Although some experts state that the most powerful form of deterrence is the ability to catch a perpetrator and prevent future attacks [3], we do not agree with it. Many perpetrators, especially “low sophisticated”, could be suicidal or at least easy to be catched.

Should strengthen deterrence of biological attacks by expanding our ability to reduce the consequences of such attacks (build capacity to mitigate the consequences of bioterror attacks).

Strategy of intelligence

While gathering intelligence on nation-states is not easy, gathering intelligence on activities of non-state actors in time to prevent or respond to an attack is even more difficult. The first challenge is the difficulty and impracticality (indeed, impossibility) of limiting the illicit transfer of materials, technologies, and knowledge. Policymakers would want to know immediately following an attack with a bioweapon: what type of system would give us more information about the attacker, how the attack was carried out, and how the next attack could be stopped.

BioWatch does not provide data in real time, and because the system relies on too few sensors that are spread too far apart, it cannot reliably detect an attack with a biological weapon. Consequently, BioWatch does not support interdiction, which is crucial. Any multibillion dollar system that has been years in development but does not allow the U.S. to know who attacked, when, and what with, and then to stop the next attack, is not justifiable. An effective tool for informing decision making must provide real-time information about the nature, location, and perpetrator of an attack; without this capacity, BioWatch is inadequate. BioWatch cannot provide situational awareness. Situational awareness, which depends on real-time data, is imperative for informed and rapid decision making.

The intelligence community should pursue a better means of gathering intelligence on biological threats, not to count on getting tactical warning of a planned bioterror attack or depend solely on our ability to interdict or thwart such attacks. Focus should be on scientific community with three aspects:

a) To follow and up-to-date advanced bioresearch. We have to make a better coordination between the intelligence community and the scientific health research communities, and provide more resources to the intelligence community for these efforts. There are no easily identifiable footprints marking bioweapons development. The work needed to develop a biological weapon is nearly indistinguishable from legitimate biological science and biotechnology, and such efforts are easily hidden in plain sight;

b) Regularly assess dual-use bioresearch. The transformation of a promising drug candidate into a licensed product typically takes 10 or more years from basic research to approval by the FDA, at a cost of hundreds of millions of dollars. It is estimated that of every 5,000 “candidate” drugs that look promising on the lab bench, only 5 enter clinical trials, and only 1 of those achieves FDA licensure [4].
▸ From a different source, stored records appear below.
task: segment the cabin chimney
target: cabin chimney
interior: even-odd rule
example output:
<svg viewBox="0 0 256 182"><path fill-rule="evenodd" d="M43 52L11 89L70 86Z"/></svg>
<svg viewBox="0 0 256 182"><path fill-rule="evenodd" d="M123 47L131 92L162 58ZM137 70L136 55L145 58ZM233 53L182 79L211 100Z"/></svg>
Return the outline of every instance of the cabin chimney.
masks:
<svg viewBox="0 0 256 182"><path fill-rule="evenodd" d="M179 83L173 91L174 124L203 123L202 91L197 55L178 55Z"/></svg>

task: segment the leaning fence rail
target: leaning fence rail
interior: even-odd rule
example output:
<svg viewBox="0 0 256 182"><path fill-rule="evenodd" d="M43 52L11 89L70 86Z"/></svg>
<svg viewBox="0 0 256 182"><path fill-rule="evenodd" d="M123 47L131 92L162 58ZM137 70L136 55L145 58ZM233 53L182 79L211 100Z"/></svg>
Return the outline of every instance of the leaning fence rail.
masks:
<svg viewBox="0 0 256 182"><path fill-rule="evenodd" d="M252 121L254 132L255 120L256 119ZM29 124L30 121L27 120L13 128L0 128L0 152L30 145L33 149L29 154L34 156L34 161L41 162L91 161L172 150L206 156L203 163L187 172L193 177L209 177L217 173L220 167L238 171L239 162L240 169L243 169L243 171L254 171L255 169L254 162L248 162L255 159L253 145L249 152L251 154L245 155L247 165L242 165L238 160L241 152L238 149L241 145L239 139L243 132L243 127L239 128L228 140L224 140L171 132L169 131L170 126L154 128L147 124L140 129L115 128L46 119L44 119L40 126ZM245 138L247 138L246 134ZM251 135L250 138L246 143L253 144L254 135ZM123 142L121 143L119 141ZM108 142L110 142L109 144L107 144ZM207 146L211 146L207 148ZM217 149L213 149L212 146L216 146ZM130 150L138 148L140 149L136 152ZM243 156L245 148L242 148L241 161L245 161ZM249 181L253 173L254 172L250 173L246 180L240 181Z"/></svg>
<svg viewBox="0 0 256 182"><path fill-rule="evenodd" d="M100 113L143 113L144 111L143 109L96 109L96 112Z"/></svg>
c) Should work internationally to bolster biosurveillance, forensics, training, and biosafety-all measures that could lessen the likelihood of biological weapons development and use. Especially should press ahead with efforts to strengthen microbial forensics capacity. A need to develop the strongest possible scientific capacity to trace back a pathogen to its natural or laboratory origin-an important part of attributing an attack to its source.

Strategy of prevention

A strategy that anticipates a wide range of possible scenarios is necessary. A four levels paradigm of prevention has been proposed [5]. Prevention efforts provide only partial barriers and deterrence against biological attacks. A well-planned, well-rehearsed, and rapidly executed epidemic response can dramatically diminish the consequences of biological attacks. The consequences of a biological attack can be reduced significantly by a rapid medical response to detect, treat, and provide appropriate medical care. The demonstrated capacity to seriously limit the consequences of a biological weapons attack through a rapid and effective response may deter some adversaries from pursuing a biological attack.